Factoring in Utility Costs
The study found that attached homes – either a condo or townhome -- that disclosed energy costs spent about 25 fewer days on the market compared to homes that did not disclose energy costs. Single-family homes that disclosed energy costs spent eight fewer days on the market.
Researchers found that, on average, an attached home that was listed for $352,000 would have sold for $4,576 more if the listing had disclosed the home’s energy costs.
The City of Chicago became the first city nationwide in 2013 to allow direct disclosure of residential energy costs – gas and electric – on the multiple listing service for single family or two- to four-unit homes listed for sale. In response, the Midwest Real Estate Data, the Chicago area's multiple listing service, as well as city officials launched an "Energy eCompliance" tool to help listing agents in Chicago provide buyer agents and home buyers with an energy cost disclosure report for properties, available online.
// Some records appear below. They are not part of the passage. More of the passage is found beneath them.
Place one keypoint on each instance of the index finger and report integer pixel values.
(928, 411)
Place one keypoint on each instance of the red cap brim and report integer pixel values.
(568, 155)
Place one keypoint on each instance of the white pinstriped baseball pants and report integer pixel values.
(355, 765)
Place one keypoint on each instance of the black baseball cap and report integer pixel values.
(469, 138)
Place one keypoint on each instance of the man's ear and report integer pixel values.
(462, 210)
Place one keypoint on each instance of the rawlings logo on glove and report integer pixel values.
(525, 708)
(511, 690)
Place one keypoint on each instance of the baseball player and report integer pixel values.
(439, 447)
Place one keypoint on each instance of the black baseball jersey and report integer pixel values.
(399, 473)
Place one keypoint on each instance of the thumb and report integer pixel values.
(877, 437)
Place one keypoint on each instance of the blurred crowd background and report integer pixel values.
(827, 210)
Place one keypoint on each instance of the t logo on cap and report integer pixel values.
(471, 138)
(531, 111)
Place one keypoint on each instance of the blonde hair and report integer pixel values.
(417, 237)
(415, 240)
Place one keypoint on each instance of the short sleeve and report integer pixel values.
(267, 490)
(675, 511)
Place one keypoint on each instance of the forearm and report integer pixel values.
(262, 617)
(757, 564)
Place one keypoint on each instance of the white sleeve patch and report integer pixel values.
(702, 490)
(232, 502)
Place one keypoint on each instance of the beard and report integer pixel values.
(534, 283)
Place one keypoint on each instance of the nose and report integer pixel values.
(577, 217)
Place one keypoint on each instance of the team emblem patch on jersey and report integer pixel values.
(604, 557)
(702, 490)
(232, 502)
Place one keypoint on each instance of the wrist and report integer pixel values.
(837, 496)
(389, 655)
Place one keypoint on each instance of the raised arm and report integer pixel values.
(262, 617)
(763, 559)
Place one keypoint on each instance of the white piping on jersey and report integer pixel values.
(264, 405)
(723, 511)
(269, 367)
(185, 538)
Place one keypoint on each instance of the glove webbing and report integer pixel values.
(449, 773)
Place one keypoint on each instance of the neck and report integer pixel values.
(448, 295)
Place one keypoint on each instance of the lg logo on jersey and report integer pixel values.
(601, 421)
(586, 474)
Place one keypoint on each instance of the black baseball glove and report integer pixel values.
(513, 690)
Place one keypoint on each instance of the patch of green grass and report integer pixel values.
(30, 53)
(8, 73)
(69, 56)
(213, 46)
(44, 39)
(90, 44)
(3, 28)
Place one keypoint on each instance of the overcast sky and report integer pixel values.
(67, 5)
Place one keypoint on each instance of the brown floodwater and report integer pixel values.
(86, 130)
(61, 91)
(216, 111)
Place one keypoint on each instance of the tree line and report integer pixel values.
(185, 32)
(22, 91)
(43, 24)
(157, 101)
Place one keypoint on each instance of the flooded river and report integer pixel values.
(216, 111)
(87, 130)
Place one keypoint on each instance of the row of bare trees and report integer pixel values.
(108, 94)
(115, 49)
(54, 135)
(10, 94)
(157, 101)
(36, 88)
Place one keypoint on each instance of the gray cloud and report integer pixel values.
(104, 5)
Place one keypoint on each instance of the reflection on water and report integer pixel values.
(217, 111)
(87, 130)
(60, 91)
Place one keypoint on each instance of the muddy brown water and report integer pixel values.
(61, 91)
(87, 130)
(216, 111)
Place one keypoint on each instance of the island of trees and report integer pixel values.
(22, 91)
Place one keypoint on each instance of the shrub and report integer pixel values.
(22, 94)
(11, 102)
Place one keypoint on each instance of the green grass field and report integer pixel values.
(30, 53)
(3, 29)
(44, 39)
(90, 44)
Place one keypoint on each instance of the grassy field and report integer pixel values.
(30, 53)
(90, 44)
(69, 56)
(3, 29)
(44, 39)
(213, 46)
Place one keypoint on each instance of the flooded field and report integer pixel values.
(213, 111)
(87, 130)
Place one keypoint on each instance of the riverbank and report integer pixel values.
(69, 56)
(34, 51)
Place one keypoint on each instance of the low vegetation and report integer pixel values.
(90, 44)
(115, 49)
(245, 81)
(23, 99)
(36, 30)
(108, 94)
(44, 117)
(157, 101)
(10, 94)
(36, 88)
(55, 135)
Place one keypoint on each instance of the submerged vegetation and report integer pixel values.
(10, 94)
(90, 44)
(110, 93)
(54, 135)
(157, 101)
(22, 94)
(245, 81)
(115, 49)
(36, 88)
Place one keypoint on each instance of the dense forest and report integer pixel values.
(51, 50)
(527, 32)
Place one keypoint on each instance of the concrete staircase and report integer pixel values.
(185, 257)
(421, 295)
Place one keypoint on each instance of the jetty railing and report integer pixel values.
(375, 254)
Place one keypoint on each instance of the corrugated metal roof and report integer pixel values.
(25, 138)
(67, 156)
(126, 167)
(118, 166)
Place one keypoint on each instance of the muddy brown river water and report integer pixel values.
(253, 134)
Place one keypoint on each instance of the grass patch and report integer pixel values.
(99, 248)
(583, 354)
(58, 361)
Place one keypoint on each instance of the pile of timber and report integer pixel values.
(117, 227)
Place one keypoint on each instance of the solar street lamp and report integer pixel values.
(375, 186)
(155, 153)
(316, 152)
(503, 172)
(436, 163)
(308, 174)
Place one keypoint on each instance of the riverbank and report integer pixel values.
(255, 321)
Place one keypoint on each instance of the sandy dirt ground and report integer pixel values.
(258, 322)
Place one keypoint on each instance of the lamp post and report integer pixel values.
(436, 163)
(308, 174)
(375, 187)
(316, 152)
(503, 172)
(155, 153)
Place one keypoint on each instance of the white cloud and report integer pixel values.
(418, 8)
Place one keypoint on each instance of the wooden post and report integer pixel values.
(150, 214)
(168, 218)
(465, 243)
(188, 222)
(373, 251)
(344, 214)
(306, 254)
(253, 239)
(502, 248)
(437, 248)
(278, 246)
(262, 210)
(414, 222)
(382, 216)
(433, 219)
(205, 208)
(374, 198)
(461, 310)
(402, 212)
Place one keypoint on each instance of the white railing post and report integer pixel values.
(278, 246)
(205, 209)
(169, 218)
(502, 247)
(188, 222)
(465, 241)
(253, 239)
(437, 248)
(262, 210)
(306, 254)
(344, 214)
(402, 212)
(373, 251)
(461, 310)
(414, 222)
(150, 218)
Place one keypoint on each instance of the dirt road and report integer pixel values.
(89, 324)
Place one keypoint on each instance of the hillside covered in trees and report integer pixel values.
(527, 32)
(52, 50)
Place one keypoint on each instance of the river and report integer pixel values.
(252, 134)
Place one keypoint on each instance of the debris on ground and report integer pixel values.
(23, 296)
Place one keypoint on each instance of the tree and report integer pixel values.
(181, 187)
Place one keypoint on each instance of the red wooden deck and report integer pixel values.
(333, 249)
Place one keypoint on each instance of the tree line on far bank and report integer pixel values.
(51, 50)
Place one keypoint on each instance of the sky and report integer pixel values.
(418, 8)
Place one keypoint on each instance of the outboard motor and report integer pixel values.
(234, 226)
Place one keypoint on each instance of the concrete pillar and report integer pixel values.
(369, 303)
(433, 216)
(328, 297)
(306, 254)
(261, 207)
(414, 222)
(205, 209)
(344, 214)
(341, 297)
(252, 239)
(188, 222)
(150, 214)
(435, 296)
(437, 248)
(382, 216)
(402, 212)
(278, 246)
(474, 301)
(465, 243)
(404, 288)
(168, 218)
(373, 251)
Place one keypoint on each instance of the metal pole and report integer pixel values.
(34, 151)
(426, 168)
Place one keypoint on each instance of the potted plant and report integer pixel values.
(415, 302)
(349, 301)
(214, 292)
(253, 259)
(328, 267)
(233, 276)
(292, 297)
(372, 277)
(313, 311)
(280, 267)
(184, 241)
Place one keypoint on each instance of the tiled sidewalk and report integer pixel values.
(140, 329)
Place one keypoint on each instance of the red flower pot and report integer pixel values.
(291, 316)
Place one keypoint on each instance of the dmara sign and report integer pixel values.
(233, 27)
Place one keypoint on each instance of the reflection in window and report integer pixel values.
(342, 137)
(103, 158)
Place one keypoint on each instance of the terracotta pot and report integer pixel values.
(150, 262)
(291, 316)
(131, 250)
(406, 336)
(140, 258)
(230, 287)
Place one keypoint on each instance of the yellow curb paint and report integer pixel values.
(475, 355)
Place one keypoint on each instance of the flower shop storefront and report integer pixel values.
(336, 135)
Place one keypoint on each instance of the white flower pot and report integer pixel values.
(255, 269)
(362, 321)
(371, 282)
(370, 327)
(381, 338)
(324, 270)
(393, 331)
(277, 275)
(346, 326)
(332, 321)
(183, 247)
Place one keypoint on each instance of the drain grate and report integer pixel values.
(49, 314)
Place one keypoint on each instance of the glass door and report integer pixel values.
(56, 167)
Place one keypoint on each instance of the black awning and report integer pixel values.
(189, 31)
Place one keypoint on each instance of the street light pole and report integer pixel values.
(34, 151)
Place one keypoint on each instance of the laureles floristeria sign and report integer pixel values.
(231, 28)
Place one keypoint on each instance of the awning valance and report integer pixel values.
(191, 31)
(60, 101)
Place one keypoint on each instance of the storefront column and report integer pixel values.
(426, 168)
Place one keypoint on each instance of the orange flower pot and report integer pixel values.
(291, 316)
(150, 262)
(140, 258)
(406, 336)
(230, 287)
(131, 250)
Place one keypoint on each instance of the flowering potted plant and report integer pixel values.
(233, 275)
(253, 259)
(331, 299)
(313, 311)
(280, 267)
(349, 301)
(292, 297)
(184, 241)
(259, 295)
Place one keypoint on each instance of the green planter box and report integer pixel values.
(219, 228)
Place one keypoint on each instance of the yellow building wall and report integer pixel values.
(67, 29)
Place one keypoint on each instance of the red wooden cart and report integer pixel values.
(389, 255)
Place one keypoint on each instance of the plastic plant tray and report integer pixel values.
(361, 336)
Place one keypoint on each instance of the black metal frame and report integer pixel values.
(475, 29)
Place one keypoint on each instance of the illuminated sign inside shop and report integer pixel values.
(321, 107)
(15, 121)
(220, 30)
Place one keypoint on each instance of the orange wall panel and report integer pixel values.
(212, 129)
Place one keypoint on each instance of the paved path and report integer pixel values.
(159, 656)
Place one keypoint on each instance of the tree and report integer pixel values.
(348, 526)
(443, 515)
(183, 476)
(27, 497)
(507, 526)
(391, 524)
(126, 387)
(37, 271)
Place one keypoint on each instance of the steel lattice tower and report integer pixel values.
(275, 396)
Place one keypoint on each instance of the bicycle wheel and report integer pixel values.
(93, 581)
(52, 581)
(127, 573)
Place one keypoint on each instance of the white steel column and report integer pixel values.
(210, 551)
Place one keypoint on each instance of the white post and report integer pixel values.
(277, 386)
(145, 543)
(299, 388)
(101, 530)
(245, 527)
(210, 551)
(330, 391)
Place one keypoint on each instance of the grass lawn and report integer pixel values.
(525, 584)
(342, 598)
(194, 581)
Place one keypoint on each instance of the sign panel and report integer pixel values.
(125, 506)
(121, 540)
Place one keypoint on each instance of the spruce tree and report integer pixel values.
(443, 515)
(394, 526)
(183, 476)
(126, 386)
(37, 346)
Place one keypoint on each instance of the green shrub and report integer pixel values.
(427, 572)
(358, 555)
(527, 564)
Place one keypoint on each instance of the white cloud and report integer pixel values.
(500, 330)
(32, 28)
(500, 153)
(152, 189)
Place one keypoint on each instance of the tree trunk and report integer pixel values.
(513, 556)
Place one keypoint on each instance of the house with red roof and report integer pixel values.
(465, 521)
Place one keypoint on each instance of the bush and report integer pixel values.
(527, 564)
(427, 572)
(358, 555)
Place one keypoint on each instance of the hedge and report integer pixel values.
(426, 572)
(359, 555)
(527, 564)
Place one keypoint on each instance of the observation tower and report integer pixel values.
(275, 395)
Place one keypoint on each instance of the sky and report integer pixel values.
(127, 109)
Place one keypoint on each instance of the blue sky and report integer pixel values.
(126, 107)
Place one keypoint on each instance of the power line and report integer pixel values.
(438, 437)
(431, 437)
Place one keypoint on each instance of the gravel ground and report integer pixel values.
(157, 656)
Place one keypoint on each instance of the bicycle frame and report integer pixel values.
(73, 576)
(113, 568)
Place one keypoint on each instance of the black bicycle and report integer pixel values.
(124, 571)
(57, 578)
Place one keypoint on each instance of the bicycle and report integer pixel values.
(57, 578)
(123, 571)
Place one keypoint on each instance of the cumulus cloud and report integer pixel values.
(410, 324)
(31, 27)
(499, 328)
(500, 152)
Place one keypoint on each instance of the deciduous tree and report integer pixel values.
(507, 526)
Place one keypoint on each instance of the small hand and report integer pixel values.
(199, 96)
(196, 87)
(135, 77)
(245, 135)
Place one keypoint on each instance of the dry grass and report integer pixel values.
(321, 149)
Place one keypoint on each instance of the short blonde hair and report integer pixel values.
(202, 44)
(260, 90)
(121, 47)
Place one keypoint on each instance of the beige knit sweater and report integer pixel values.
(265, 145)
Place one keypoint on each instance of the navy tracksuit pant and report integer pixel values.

"Energy costs are such a significant issue to home buyers it is a no-brainer for MRED to assist its real estate professionals in providing the most accurate and timely information," says Rebecca Jensen, MRED president and CEO. "At the same time, we are enabling our listing brokers to comply with the City of Chicago ordinance. A win for everybody, especially the consumer, and we are pleased to be a nationwide leader in this arena."